[Security 2025]Make Agent Defeat Agent: Automatic Detection of Taint-Style Vulnerabilities in LLM-based Agents

Abstract:

Large Language Models (LLMs) have revolutionized software development, enabling the creation of AI-powered applications known as LLM-based agents. However, recent studies reveal that LLM-based agents are highly susceptible to taint-style vulnerabilities, which allow malicious prompts to exploit security-sensitive operations. These vulnerabilities pose severe threats to the security of agents, potentially allowing attackers to take over the entire agent remotely.

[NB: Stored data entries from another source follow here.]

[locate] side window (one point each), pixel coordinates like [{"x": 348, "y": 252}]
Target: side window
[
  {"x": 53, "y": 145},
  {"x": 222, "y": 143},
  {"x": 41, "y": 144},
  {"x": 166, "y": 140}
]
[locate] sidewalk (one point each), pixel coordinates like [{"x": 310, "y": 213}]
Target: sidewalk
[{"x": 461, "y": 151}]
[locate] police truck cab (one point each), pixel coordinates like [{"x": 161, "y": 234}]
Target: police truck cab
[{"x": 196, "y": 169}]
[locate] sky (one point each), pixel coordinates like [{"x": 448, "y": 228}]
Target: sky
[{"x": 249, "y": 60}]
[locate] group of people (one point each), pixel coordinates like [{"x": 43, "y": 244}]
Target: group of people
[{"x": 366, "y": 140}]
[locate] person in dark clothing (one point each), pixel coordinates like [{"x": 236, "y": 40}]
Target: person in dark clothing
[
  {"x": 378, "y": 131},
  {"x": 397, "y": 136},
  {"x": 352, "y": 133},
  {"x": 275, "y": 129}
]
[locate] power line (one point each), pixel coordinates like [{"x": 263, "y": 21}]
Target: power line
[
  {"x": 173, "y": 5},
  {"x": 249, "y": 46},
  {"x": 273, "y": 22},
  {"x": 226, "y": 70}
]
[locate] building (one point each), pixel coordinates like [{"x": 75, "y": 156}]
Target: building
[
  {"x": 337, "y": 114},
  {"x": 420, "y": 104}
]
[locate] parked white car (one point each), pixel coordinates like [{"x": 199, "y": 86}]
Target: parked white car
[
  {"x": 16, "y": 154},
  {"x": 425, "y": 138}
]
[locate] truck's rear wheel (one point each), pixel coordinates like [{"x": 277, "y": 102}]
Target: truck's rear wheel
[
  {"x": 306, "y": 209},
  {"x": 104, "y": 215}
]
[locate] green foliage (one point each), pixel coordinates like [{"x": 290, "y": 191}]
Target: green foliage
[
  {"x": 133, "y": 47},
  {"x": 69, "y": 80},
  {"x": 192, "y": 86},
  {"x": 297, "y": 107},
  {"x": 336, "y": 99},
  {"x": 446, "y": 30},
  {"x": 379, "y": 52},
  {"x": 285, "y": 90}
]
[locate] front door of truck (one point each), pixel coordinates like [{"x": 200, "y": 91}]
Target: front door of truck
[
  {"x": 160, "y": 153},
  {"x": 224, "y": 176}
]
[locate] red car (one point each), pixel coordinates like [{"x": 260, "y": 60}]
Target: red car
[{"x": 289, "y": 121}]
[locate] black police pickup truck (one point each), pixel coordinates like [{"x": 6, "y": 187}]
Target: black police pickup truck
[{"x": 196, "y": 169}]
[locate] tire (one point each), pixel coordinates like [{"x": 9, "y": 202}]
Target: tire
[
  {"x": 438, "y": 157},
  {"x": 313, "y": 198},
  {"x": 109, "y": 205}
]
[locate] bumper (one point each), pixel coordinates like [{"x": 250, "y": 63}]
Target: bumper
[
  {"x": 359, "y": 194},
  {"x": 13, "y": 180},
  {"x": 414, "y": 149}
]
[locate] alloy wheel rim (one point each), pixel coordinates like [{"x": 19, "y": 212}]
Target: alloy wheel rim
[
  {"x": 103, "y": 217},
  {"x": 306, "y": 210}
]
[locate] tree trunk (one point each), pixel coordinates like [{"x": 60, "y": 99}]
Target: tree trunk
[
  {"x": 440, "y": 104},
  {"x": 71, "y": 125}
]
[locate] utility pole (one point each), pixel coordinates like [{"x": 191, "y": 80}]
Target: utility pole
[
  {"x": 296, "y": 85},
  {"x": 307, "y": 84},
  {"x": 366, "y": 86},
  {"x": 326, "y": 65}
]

In this paper, we propose a novel directed greybox fuzzing approach, called AgentFuzz, the first fuzzing framework for detecting taint-style vulnerabilities in LLM-based agents. AgentFuzz consists of three key phases. First, AgentFuzz leverages the LLM to generate functionality-specific seed prompts in the form of natural language. Second, AgentFuzz utilizes a multifaceted feedback design to assess seed quality from both semantic and distance levels, prioritizing seeds with higher quality. Finally, AgentFuzz employs functionality and argument mutator to refine seeds and trigger vulnerabilities effectively. In our evaluation against 20 widely-used open-source agent applications, AgentFuzz identified 34 high-risk 0-day vulnerabilities, achieving 33 times higher precision than the state-of-the-art approach. These vulnerabilities encompass serious threats like code injection, impacting 14 open-source agents, with 7 of them having over 10,000 stars on GitHub. To date, 23 CVE IDs have been assigned.